10x is also taking a "two-pronged" approach to making Visium work with FFPE samples. It's working with several early-access partners on a modified protocol of its extant product, including researchers at Sweden's Science for Life laboratory, led by Joakim Lundeberg (a coinventor of spatial transcriptomics technology acquired by 10x and the basis for Visium). It's unclear where this modified protocol came from, but presumably it wasn't from 10x, because Rao said the company is developing its own solution form making Visium work with FFPE samples, which it plans to release in the first half of next year.

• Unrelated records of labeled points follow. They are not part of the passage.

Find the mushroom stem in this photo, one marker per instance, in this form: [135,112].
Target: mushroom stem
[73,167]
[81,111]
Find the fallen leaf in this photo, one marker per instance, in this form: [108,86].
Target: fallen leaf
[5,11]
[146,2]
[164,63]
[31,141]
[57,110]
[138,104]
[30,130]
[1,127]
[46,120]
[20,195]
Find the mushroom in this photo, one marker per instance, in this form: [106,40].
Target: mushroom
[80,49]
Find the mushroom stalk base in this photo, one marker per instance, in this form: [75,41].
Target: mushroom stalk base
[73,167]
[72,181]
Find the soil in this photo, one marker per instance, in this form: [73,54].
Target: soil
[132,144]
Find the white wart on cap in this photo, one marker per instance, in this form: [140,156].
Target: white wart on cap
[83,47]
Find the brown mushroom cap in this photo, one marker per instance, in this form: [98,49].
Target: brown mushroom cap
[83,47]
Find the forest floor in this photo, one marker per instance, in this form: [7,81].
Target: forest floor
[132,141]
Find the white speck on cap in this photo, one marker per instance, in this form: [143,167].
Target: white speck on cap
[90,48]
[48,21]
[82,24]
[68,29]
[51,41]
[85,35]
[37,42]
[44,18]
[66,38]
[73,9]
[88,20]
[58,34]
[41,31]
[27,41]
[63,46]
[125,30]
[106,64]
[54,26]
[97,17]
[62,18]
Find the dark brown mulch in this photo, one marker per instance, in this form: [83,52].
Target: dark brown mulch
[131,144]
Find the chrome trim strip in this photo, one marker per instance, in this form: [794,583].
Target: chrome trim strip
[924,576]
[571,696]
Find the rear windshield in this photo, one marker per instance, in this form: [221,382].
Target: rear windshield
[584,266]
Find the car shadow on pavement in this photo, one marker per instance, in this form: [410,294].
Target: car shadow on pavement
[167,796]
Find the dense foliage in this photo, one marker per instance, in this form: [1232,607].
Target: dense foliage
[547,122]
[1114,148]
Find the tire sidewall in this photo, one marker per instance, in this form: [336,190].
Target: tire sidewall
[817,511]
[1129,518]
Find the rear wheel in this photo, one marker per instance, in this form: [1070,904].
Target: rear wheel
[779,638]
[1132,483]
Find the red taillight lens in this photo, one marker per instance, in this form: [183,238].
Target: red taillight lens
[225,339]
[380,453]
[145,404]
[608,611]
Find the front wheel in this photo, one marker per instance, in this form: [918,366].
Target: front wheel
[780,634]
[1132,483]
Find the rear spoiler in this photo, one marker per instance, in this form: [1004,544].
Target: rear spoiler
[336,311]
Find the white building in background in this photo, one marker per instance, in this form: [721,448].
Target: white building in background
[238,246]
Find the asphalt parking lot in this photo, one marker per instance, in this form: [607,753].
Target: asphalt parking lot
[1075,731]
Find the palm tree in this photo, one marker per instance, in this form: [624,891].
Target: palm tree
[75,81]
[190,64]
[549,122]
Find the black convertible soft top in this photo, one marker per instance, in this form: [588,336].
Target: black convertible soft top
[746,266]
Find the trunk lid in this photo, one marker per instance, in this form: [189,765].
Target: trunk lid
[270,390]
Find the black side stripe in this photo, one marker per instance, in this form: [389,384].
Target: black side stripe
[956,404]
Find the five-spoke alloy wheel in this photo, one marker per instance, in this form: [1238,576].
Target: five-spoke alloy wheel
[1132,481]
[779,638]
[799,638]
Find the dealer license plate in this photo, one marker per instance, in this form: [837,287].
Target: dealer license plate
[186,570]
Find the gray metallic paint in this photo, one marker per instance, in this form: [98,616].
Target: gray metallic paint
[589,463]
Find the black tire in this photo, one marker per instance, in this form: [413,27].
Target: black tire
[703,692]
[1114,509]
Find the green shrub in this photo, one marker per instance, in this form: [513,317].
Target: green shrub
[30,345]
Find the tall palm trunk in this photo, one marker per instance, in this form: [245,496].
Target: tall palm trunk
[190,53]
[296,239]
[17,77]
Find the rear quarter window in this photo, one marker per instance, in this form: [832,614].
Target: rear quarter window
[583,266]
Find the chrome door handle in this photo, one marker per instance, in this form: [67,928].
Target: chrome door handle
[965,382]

Rao also said 10x is establishing a certified service provider network for Visium. The Icahn School of medicine at Mount Sinai, Stanford University, and the UK's Newcastle University are the first three partners, but 10x hopes to have seven more by mid-year.

Moreover, 10x is establishing a Clinical Translational Research Network with the goal of "enhancing clinical translational research workflows with Visium," a spokesperson said in an email. "Benefits of joining the network include special pricing and access to a host of exclusive services, including the ability to present at a 10x summit in the future." Initial members include the Lieber Institute for Brain Development at Johns Hopkins University and France's Centre de Recherche des Cordeliers and Centre de Recherche en Cancérologie de Lyon.

10x Genomics Cloud

Last, 10x senior VP of software and infrastructure Alex Wong talked about the company's push to make Cell Ranger, Space Ranger, and Loupe analysis tools available in the cloud. 

"That means no stressing about hardware," he said. "You no longer need to compete with other users at your institution" for computing resources.

Perhaps even better: a "standard amount of analysis" will be included with each reagent kit purchase, he said. After the workshop, Wong told GenomeWeb that "the intent is to make life as easy as possible for our customers and to speed up their ability to do larger experiments and make it as affordable as possible."